Incubar tus propios huevos está al alcance de un principiante, siempre que entiendas algunas bases antes de empezar. Esta guía resume todo el recorrido, desde la elección de la incubadora hasta el nacimiento de los pollitos, para lograr tu primera incubación de huevos de gallina en 21 días.

¿Hace falta un gallo para incubar huevos?

Sí. Una gallina pone huevos sin gallo, pero esos huevos no están fecundados y no eclosionarán nunca, aunque se incuben a la perfección. Para obtener pollitos hacen falta huevos procedentes de un gallinero donde un gallo convive con las gallinas. Los huevos del supermercado no están fecundados. Consigue huevos para incubar con un criador, con un gallo por cada cinco a diez gallinas para una buena fertilidad.

Elegir la incubadora: sin ventilador o con ventilador

Una incubadora con ventilador reparte el calor de forma uniforme y perdona mejor los errores: es la mejor opción para empezar. Una incubadora sin ventilador cuesta menos, pero tiene zonas más calientes que otras y exige más experiencia. Un volteador automático es una gran comodidad que evita abrir la máquina varias veces al día.

Preparar y calibrar la incubadora antes de cargar los huevos

Coloca la incubadora en una habitación con temperatura estable, protegida del sol directo y de los radiadores, y luego déjala funcionar en vacío 24 a 48 horas. Comprueba que mantiene 37,5 °C con un termómetro fiable, independiente de la pantalla de la máquina, a menudo imprecisa. Esta prueba en vacío evita que arruines una nidada por culpa de un ajuste incorrecto.

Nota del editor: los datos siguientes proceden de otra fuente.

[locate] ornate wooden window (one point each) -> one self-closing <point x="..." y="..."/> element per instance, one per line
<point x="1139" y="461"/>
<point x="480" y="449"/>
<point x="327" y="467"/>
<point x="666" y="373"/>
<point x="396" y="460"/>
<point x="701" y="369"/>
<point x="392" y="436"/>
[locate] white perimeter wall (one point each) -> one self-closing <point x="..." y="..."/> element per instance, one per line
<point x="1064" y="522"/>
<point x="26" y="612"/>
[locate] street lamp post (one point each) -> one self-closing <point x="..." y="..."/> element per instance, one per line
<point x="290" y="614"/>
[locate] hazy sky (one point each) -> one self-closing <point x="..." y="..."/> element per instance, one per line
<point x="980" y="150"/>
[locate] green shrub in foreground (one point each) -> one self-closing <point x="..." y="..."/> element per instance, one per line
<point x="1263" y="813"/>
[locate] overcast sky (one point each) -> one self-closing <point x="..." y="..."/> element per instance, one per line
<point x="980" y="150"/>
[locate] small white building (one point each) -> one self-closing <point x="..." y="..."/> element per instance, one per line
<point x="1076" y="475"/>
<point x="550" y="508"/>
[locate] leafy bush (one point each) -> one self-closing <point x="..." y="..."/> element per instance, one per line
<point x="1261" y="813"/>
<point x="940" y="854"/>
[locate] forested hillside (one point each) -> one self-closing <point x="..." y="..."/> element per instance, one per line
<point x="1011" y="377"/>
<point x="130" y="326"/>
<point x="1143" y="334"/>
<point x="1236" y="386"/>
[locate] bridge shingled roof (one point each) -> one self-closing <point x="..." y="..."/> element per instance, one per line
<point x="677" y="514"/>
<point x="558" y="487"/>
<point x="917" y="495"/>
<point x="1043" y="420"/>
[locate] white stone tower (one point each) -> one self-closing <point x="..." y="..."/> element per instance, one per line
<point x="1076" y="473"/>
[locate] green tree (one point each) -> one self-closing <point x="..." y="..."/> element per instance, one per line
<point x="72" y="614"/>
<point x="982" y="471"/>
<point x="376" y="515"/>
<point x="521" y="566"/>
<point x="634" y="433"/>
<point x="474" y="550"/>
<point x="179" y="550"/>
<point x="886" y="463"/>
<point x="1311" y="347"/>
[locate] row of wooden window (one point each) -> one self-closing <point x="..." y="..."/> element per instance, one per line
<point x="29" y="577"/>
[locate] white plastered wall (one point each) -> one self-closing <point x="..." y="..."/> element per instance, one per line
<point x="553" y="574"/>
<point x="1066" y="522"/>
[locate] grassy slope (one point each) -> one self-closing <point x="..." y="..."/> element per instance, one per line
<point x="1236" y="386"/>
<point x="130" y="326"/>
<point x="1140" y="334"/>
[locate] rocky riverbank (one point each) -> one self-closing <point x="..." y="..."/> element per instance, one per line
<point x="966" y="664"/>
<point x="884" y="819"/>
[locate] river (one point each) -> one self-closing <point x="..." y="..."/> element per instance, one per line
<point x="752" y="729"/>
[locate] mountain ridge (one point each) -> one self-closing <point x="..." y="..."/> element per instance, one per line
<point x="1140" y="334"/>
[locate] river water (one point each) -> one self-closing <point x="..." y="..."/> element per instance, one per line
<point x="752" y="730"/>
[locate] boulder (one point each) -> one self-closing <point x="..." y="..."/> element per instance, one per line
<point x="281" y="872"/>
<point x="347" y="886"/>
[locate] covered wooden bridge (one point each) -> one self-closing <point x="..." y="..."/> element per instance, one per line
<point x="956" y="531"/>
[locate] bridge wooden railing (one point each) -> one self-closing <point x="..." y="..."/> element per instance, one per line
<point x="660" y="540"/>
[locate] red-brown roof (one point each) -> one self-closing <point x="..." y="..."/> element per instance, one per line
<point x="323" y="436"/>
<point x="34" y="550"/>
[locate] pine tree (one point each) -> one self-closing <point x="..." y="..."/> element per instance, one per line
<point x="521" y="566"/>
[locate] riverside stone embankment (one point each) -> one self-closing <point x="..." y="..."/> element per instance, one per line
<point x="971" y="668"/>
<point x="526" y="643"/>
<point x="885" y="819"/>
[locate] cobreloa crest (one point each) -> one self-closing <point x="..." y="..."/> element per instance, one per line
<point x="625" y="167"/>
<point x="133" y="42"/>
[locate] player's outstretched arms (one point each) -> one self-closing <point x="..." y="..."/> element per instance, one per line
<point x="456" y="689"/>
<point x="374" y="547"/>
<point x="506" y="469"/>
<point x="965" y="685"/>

Elegir y conservar los huevos para incubar

Selecciona huevos limpios, de forma regular, ni demasiado grandes ni demasiado pequeños, sin grietas. No uses huevos de más de 7 a 10 días: la fertilidad baja con la edad. Mientras esperas a cargarlos, consérvalos con la punta hacia abajo, a 12 a 15 °C, inclinándolos una vez al día, y déjalos volver a temperatura ambiente unas horas antes de meterlos en la incubadora.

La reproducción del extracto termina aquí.